A comme « activité »
Sur le papier, le menu du futur RUA, détaillé en septembre 2018 par Emmanuel Macron, est alléchant : garantir à chacun, dès lors que ses revenus passent en deçà d’un certain seuil, un « socle minimal de dignité » incitant au retour à l’activité, ce après fusion du plus grand nombre des prestations sociales. « On parle de fusion, mais en réalité, si la réforme aboutit, il ne s’agira pas d’un vaste agrégat, précise le directeur de la Direction de la recherche, des études, de l'évaluation et des statistiques (Drees), Fabrice Lenglart, nommé rapporteur du RUA. Mais plutôt d’une mise en cohérence des barèmes de différentes prestations, a minima du RSA, de la prime d’activité et des aides au logement. » Hors allocation adultes handicapés (AAH) en tout cas : elle ne connaîtra « ni fusion, ni suppression, ni dilution, ni transformation », a assuré le chef de l’État en février dernier pour apaiser la colère des acteurs du handicap. Pour le reste, tout reste ouvert. Et pour nourrir la réflexion, associations, syndicats, collectivités territoriales et société civile ont été invités, entre l’été 2019 et avril 2020, à une concertation protéiforme assortie de travaux techniques, pour en envisager les principes, le périmètre et le fonctionnement. « Envisager », car c’est bien à l’Élysée que se prendront les décisions susceptibles de faire du RUA un véritable outil de lutte contre la pauvreté. Ou pas.

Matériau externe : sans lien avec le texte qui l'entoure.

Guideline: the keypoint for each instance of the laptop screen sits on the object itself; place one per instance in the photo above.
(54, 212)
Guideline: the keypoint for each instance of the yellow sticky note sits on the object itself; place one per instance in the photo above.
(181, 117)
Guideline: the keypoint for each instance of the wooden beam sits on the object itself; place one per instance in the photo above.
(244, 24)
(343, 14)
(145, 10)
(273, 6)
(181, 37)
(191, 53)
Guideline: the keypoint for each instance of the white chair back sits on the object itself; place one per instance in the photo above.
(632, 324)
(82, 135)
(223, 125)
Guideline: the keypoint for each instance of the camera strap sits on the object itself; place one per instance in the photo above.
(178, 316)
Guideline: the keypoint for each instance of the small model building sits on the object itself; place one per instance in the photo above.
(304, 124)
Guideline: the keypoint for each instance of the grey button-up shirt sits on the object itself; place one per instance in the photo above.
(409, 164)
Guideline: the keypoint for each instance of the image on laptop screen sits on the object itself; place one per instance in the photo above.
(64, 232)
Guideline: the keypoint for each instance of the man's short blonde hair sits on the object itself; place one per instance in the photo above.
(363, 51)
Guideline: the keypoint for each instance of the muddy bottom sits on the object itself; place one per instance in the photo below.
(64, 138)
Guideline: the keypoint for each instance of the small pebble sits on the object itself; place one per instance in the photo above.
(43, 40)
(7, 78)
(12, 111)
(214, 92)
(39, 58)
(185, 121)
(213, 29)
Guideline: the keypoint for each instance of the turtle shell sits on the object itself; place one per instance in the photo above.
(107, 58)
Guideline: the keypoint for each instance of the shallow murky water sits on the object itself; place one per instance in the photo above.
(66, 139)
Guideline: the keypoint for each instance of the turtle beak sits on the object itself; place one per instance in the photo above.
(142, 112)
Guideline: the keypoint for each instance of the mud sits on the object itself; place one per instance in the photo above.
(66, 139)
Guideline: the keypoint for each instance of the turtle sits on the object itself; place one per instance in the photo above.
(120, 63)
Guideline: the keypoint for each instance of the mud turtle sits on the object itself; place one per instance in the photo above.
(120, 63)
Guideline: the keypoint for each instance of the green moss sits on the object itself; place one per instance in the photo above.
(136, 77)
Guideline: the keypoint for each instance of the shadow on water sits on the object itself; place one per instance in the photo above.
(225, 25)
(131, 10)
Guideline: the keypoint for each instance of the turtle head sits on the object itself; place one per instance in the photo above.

La philosophie de la réforme incitant à la reprise d’activité interroge dans une économie à la santé désormais fragile : 628 000 chômeurs de plus ont été enregistrés au troisième trimestre 2020, dont un grand nombre ne toucheront pas d’indemnités… « Ceux qui avant la crise étaient déjà aux minima sociaux ne sont pas les plus touchés, même s’ils ont évidemment dû faire face à des surcoûts, détaille le directeur de l'Observatoire des inégalités, Louis Maurin. Le cœur du problème réside dans la perte d’activité des salariés précaires, des indépendants et de tous ceux qui avaient des petits boulots non déclarés leur permettant jusque-là de compléter un RSA par exemple. »« Du coup, si le discours présidentiel qui mise tout sur l’emploi pouvait, à la rigueur, s’expliquer dans une période de décrue du chômage, il n’a plus de sens, pointe Christophe Devys, président du Collectif Alerte. Le nombre d’emplois chute et les plus pauvres ne seront pas les mieux placés quand la machine redémarrera. » « En clair, traverser la rue pour trouver un boulot n’est plus d’actualité », tacle le président du conseil départemental de Gironde, Jean-Luc Gleyze.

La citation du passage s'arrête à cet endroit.